La motivation première du réemploi est l'impact carbone
« Aujourd'hui, on dresse un bilan mitigé sur le réemploi pouvant faire gagner de l'argent, et on ne voit pas encore un signal-prix intrinsèque. Or, la motivation première est souvent de limiter l'impact carbone des flux. Car quand je fais du réemploi, j'évite la fabrication d'un matériau neuf et donc des émissions carbone évitées », conclut Christophe Rodriguez. En mettant en œuvre des « flux faciles et ambitieux » de matériaux de réemploi, le Booster du réemploi a par exemple estimé un potentiel d'économies carbone totale de 45 kgeqCO2/m2 pour des projets de logements. Soit « jusqu'à 64 % de l'effort à fournir pour respecter le seuil Ic construction fixé en 2025 et 2028 de la RE 2020 », a indiqué Julie Obadia, chargée de projet.

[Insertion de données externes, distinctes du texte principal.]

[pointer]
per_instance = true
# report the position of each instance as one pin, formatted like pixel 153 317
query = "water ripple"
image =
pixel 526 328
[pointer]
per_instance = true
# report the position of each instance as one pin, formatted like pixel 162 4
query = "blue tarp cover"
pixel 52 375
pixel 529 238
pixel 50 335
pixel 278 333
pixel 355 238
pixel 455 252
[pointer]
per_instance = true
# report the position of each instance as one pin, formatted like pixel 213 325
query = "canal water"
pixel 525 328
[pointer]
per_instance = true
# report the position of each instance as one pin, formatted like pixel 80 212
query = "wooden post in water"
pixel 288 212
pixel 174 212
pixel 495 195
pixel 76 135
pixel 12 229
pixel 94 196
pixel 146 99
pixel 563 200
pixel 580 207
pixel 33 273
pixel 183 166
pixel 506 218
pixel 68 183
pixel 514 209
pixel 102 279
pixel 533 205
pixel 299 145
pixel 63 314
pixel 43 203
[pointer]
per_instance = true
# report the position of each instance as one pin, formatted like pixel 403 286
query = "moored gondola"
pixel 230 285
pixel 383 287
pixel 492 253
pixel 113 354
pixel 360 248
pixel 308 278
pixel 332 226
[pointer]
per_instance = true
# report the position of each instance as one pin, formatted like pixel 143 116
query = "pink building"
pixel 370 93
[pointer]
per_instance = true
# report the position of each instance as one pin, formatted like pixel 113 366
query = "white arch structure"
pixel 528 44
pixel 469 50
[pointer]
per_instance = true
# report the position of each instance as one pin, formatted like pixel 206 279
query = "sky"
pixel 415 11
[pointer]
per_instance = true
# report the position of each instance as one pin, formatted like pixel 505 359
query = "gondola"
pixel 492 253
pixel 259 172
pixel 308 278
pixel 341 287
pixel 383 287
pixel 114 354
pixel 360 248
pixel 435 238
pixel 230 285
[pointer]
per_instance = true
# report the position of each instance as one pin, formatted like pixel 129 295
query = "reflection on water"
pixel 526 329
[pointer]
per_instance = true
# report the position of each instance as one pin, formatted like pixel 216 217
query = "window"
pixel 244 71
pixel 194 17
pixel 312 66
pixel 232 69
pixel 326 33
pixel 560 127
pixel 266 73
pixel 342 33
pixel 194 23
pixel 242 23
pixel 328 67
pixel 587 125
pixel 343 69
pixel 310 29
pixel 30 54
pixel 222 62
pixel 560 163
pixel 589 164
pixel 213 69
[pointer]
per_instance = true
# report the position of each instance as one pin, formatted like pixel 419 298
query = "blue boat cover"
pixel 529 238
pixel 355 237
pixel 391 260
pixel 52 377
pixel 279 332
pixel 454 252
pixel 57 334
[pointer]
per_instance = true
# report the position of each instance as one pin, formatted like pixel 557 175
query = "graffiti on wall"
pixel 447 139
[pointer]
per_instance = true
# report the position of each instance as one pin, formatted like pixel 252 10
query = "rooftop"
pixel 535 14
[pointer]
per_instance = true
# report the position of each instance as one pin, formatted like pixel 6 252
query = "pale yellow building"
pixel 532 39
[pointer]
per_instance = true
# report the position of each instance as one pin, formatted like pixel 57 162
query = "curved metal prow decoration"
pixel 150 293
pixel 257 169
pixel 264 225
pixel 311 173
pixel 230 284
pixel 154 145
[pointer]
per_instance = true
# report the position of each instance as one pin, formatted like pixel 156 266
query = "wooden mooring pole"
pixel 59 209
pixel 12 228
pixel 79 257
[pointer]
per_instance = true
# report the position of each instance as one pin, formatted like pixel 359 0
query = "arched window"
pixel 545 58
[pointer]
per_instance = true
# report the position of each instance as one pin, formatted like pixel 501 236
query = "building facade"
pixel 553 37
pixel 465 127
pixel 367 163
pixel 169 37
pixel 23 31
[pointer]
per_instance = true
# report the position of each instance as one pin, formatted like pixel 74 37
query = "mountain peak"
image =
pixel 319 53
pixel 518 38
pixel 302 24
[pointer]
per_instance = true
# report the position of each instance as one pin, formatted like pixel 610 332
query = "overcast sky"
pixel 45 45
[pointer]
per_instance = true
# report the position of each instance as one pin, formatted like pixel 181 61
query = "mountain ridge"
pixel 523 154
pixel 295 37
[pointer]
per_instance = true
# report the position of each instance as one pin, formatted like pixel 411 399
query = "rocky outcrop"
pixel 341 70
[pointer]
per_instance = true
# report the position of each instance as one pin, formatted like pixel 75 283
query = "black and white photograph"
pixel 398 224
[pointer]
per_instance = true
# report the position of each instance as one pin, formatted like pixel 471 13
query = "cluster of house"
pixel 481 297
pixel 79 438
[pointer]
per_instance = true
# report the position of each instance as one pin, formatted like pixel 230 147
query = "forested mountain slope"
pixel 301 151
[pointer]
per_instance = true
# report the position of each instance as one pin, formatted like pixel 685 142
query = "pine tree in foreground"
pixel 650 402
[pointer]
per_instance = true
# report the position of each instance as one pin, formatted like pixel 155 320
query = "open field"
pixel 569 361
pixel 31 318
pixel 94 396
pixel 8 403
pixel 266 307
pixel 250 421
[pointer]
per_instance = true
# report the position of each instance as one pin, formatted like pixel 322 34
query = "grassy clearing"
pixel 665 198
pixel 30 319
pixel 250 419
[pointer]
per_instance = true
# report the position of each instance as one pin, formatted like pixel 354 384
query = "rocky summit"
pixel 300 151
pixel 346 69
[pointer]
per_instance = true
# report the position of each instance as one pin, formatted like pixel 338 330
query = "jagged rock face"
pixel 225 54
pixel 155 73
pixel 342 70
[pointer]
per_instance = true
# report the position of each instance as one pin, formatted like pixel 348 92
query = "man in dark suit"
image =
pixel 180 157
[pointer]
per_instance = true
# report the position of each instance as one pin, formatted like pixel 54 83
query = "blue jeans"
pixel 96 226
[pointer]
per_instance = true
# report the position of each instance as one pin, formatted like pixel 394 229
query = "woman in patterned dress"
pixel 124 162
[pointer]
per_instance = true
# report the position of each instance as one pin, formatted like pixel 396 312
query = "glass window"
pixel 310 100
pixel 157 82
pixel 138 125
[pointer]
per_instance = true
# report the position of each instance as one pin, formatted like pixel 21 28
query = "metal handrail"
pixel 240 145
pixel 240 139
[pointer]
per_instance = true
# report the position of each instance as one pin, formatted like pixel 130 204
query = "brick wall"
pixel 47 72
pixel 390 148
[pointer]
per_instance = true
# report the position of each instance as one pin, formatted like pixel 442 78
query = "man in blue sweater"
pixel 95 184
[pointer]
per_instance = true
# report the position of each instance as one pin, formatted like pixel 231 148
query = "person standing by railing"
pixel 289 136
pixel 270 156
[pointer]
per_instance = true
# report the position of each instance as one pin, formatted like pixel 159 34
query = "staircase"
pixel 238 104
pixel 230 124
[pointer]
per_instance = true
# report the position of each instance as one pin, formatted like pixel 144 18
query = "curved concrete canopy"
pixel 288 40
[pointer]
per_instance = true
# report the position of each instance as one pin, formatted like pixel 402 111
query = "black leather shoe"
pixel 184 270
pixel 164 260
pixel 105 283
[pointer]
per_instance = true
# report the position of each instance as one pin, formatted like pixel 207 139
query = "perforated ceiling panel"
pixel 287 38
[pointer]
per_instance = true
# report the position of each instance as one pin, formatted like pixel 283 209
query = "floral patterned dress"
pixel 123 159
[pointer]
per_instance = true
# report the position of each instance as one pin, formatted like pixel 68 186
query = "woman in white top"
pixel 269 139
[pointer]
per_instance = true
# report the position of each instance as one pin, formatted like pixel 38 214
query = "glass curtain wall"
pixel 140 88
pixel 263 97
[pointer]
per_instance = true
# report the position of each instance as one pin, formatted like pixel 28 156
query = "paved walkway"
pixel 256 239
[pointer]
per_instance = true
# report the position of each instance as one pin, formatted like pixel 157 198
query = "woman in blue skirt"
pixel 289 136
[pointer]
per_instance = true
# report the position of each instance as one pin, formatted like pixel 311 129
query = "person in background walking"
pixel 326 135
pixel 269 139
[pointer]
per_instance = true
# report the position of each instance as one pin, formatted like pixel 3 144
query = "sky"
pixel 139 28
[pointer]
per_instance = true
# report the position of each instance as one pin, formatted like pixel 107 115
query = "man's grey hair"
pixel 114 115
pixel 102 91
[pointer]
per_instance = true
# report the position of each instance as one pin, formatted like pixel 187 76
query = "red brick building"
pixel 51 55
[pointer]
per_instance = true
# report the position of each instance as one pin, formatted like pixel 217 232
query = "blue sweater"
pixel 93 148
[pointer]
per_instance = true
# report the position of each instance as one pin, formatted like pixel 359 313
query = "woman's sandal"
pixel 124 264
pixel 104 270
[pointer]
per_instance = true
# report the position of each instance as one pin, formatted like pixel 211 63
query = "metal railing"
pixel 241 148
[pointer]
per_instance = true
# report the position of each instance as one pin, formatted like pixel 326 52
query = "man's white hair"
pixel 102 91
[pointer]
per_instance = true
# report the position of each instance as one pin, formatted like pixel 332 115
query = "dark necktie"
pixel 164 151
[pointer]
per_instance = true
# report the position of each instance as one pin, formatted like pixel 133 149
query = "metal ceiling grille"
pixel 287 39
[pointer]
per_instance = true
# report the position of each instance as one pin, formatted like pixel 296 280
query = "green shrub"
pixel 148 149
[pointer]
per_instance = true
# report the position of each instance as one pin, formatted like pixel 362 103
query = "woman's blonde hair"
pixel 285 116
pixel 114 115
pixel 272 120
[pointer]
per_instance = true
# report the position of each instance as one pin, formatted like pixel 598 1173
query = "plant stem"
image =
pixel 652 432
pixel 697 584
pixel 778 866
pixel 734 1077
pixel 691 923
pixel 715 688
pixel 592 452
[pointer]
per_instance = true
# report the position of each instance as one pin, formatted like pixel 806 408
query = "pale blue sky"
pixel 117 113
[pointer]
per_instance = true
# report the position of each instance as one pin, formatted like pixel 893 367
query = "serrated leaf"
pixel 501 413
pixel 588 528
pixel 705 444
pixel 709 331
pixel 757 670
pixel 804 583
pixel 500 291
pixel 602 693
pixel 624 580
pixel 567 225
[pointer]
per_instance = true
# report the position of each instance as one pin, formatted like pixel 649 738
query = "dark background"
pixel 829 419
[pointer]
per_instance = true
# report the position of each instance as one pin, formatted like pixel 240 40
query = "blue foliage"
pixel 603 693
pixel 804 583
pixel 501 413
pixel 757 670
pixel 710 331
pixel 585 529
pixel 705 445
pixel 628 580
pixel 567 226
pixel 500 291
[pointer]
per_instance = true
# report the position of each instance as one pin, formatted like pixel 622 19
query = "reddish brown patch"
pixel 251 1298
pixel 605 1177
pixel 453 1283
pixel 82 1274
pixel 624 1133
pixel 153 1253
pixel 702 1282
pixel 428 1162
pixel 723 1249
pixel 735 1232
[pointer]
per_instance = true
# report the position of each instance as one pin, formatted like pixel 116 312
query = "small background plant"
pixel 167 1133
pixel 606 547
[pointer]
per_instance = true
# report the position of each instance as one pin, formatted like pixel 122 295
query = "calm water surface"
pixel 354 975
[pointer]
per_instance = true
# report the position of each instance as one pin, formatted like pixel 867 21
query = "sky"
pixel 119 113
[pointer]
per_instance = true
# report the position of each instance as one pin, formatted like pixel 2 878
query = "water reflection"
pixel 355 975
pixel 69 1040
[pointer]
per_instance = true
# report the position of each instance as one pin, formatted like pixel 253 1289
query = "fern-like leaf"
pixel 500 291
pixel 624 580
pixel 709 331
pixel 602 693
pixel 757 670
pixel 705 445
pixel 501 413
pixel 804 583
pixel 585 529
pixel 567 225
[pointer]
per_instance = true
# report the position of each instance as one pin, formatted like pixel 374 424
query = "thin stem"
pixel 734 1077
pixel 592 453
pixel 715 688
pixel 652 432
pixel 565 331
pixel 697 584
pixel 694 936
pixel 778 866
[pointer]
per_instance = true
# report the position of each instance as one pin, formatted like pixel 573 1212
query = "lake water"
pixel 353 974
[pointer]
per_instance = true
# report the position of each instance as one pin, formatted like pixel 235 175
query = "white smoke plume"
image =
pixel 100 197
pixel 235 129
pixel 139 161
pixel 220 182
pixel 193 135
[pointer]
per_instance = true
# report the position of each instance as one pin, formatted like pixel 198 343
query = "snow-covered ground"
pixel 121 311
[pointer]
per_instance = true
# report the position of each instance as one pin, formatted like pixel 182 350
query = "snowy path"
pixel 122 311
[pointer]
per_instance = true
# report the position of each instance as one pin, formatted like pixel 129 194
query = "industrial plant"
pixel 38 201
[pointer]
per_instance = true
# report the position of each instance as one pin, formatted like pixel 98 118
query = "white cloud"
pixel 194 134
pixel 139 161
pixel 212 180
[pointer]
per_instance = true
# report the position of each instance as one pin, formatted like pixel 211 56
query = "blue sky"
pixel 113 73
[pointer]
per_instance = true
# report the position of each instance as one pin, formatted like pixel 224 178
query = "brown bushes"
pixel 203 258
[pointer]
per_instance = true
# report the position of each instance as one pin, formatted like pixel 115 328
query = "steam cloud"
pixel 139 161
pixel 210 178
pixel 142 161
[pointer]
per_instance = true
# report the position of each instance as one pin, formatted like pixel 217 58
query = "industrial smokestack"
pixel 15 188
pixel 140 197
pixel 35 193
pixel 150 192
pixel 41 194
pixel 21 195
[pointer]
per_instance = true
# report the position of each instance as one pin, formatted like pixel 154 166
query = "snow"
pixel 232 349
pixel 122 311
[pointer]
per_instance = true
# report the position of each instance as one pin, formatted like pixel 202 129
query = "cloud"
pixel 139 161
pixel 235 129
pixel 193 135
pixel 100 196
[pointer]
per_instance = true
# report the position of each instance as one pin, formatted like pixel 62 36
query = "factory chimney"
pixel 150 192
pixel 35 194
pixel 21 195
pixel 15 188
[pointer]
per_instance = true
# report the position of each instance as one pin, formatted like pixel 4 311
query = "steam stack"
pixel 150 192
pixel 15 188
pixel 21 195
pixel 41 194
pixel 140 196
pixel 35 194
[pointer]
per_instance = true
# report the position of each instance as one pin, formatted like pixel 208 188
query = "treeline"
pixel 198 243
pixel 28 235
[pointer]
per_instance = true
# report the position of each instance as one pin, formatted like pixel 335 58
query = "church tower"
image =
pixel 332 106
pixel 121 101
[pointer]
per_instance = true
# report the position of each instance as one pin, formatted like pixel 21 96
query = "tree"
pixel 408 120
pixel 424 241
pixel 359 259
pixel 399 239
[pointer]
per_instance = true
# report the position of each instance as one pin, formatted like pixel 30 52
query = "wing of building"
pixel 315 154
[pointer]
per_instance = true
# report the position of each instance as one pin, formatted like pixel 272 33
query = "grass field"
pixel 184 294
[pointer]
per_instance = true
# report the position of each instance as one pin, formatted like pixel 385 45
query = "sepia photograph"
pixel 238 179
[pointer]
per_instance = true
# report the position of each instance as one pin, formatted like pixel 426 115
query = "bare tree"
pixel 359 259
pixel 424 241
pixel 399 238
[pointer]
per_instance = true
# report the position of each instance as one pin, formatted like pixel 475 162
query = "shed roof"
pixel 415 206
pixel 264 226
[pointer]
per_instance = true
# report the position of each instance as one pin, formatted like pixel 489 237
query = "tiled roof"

Et une économie carbone totale de 100 kgeqCO2/m2 pour des bâtiments tertiaires neufs, « soit 100 % de l'effort à fournir ».
1. Télécharger l'étude de l'Ifpeb
https://www.actu-environnement.com/media/pdf/news-43289-etude-ifpeb-cout-economique-reemploi.pdf
2. Les matériaux de construction passés au crible sont: ardoises, blocs autonomes d'éclairage de sécurité (BAES), bardages pierre naturelle ou assimilé, briques pleines, charpentes en bois, ossatures en bois, charpentes métalliques, ossatures métalliques, chemins de câble, cloisons amovibles vitrées , cuvettes WC, dalles gravaillonées, garde-corps métalliques, lavabos, moquettes, parquets massifs, plafonds suspendus, planchers surélevés, portes intérieures (sans contrainte feu ou acoustique), radiateurs à eau fonte/acier, réglettes, robinetteries sanitaires / mitigeurs, tuiles.